Loin du bruit et de la fureur

Le mensuel Silence interroge depuis plus de trente ans les aspects de l’écologie et de la non-violence dans nos sociétés. Sans pub ni subvention, en toute indépendance.

Jean-Claude Renard  • 1 mai 2014 abonné·es

Comment appréhender le travail dans une économie de décroissance ? La création d’emplois passerait-elle par une meilleure production et une plus faible consommation ? Quels sont les mécanismes de solidarité dans une économie sans croissance, entre Sécurité sociale, assurance chômage, minima sociaux et santé ? Quelle serait, selon Jean Gadrey, la place des retraites dans une société sans croissance ? Tel est le sommaire du dossier déployé dans ce numéro de mai de la revue Silence, confrontant solidarités et croissance, coordonné par Aurélien Boutaud, environnementaliste, chargé de cours et consultant indépendant. Un dossier convoquant également quelques exemples en Grande-Bretagne, où la solidarité des citoyens dédouane l’État de ses responsabilités, reconstruisant une solidarité « par le bas » .

Silence ajoute un débat sur la non-violence éducative, via un entretien avec Philippe Beck, activiste et formateur à la non-violence, un état des lieux de la situation du gaz de schiste, un reportage photographique sur « les zones à défendre » et les grands projets inutiles, un reportage sur la Super Halle d’Oullins, près de Lyon, qui entend relocaliser l’alimentation. Et, enfin, un entretien avec André Cicolella, chimiste, toxicologue et spécialiste de la santé environnementale, sur la nécessité de révolutionner le système de soins. Soit un numéro dense, dans la lignée des parutions d’un magazine qui compte déjà plus de 400 numéros (récemment, la presse alternative, les terres collectives, les expériences de transition, la contraception, la vélorution, les alternatives en région, ou encore Internet et l’envers de la toile).

Mensuel écologique associatif et indépendant, Silence est né en 1982, à l’initiative de cinq étudiants lyonnais, dans la mouvance antinucléaire. Ce qui en fait la revue écologiste française la plus ancienne, sans jamais dévier de sa ligne éditoriale. Traitant des thèmes liés à l’énergie, à l’agriculture, aux pollutions, à la santé, mais encore du féminisme, des relations Nord-Sud et de la décroissance, la revue se veut résolument tournée « vers les questions que soulèvent tous les aspects de l’écologie et de la non-violence dans nos sociétés ». Rejet des dominations, positions et propositions alternatives, regards croisés, sinon transversaux, subjectivité assumée, tels seraient ses mots d’ordre. Tirant à 5 000 exemplaires sur papier recyclé, Silence n’est pas diffusé en kiosque mais dans certains espaces spécifiques : les magasins bio, les librairies, les lieux associatifs, etc. et principalement vendupar abonnement. Silence peut s’enorgueillir de rassembler près de 4 000 abonnés, pérennisant ainsi son indépendance financière puisque le titre, installé à Lyon, vit sans publicité ni subvention.

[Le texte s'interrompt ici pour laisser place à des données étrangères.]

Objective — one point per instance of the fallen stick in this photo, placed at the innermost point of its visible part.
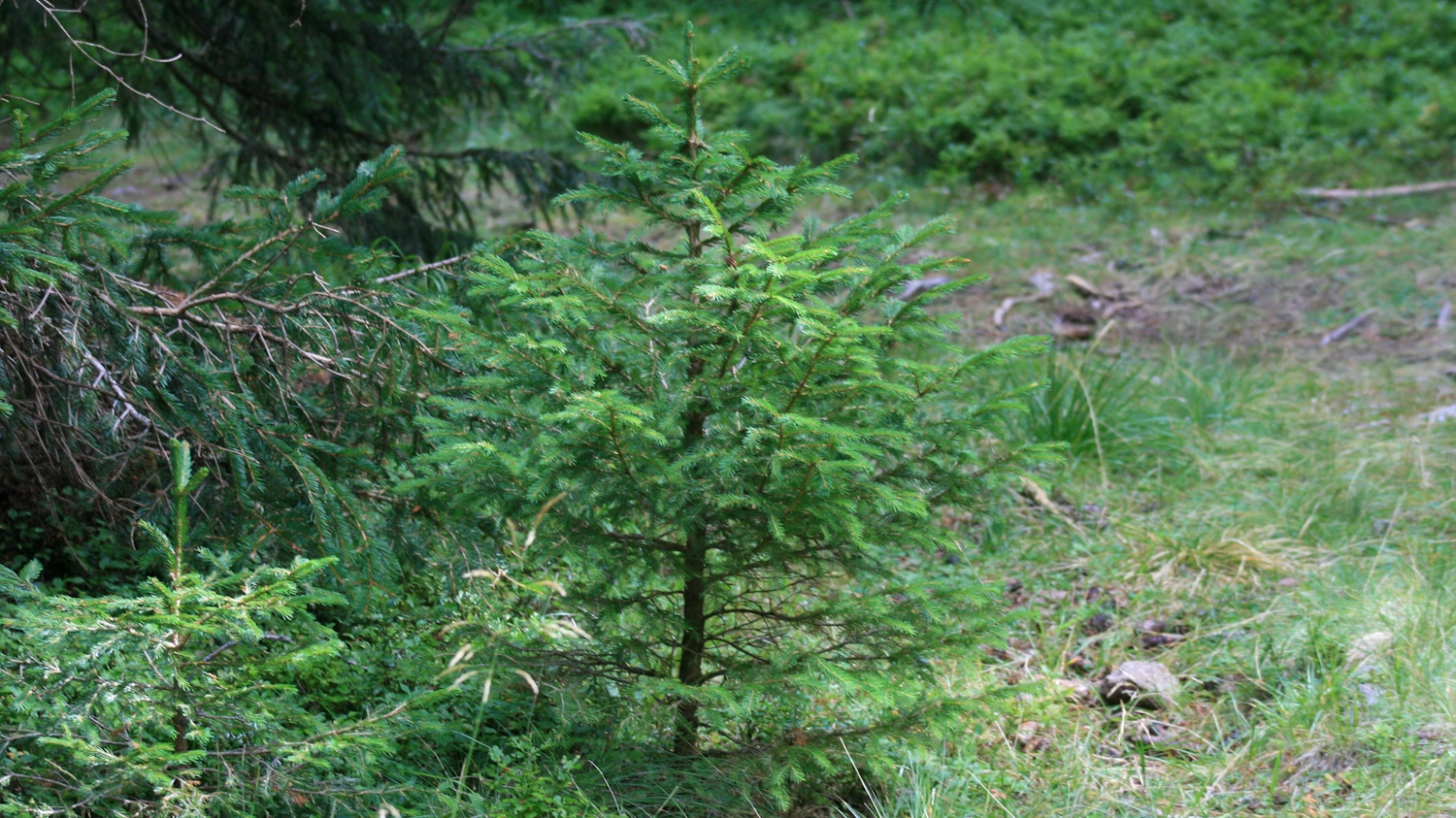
(1044, 282)
(1086, 288)
(1377, 192)
(1345, 328)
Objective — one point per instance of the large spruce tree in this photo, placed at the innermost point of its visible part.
(753, 431)
(279, 87)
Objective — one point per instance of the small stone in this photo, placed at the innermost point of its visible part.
(1366, 646)
(1146, 684)
(1373, 693)
(1161, 639)
(1030, 738)
(1097, 623)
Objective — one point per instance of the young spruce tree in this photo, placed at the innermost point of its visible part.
(754, 433)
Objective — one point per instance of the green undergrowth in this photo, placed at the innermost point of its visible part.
(1286, 535)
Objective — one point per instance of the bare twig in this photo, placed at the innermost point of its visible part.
(1042, 281)
(1377, 192)
(1340, 332)
(82, 47)
(418, 270)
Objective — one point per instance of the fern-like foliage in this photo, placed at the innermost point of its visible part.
(754, 434)
(177, 699)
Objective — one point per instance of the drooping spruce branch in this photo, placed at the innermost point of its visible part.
(265, 341)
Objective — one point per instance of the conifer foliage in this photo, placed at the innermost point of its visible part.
(174, 699)
(264, 340)
(754, 433)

Tout cela ne se fait pas sans mal, mais avec des frais de fonctionnement modestes, « des appels aux lecteurs, le soutien de militants », explique-t-on. Dans un fonctionnement horizontal, sans hiérarchie de salaire ni de décision, la revue compte quatre salariés. Deux à la gestion : Claire Grenet et Béatrice Blondeau pour les points de ventes, les stands et les abonnements ; deux autres à la rédaction : Michel Bernard, l’un des fondateurs de la revue, il y a 32 ans, et Guillaume Gamblin, arrivé en 2007. Une rédaction qui coordonne chaque numéro grâce à des contributions toujours bénévoles, auxquelles s’ajoutent des partenariats avec d’autres titres, comme Bastamag, sous forme d’échanges d’articles, tandis que les lecteurs sont invités à envoyer leurs reportages (contre un abonnement gratuit). Dans les mois à venir, suivant le comité de rédaction qui se réunit tous les quinze jours, les numéros se succèderont autour du « Voyage lent et léger », des alternatives en Mayenne et en Sarthe, de la bio-énergie… Et les idées ne manquent pas pour répondre aux attentes, gagner aussi un nouveau lectorat. « De plus en plus de gens lisent des revues écologistes, observe Michel Bernard, mais la multiplication des titres ne multiplie pas les abonnements. Le lectorat se disperse donc. Mais c’est aussi cela l’écologie : ne pas grossir mais se multiplier. »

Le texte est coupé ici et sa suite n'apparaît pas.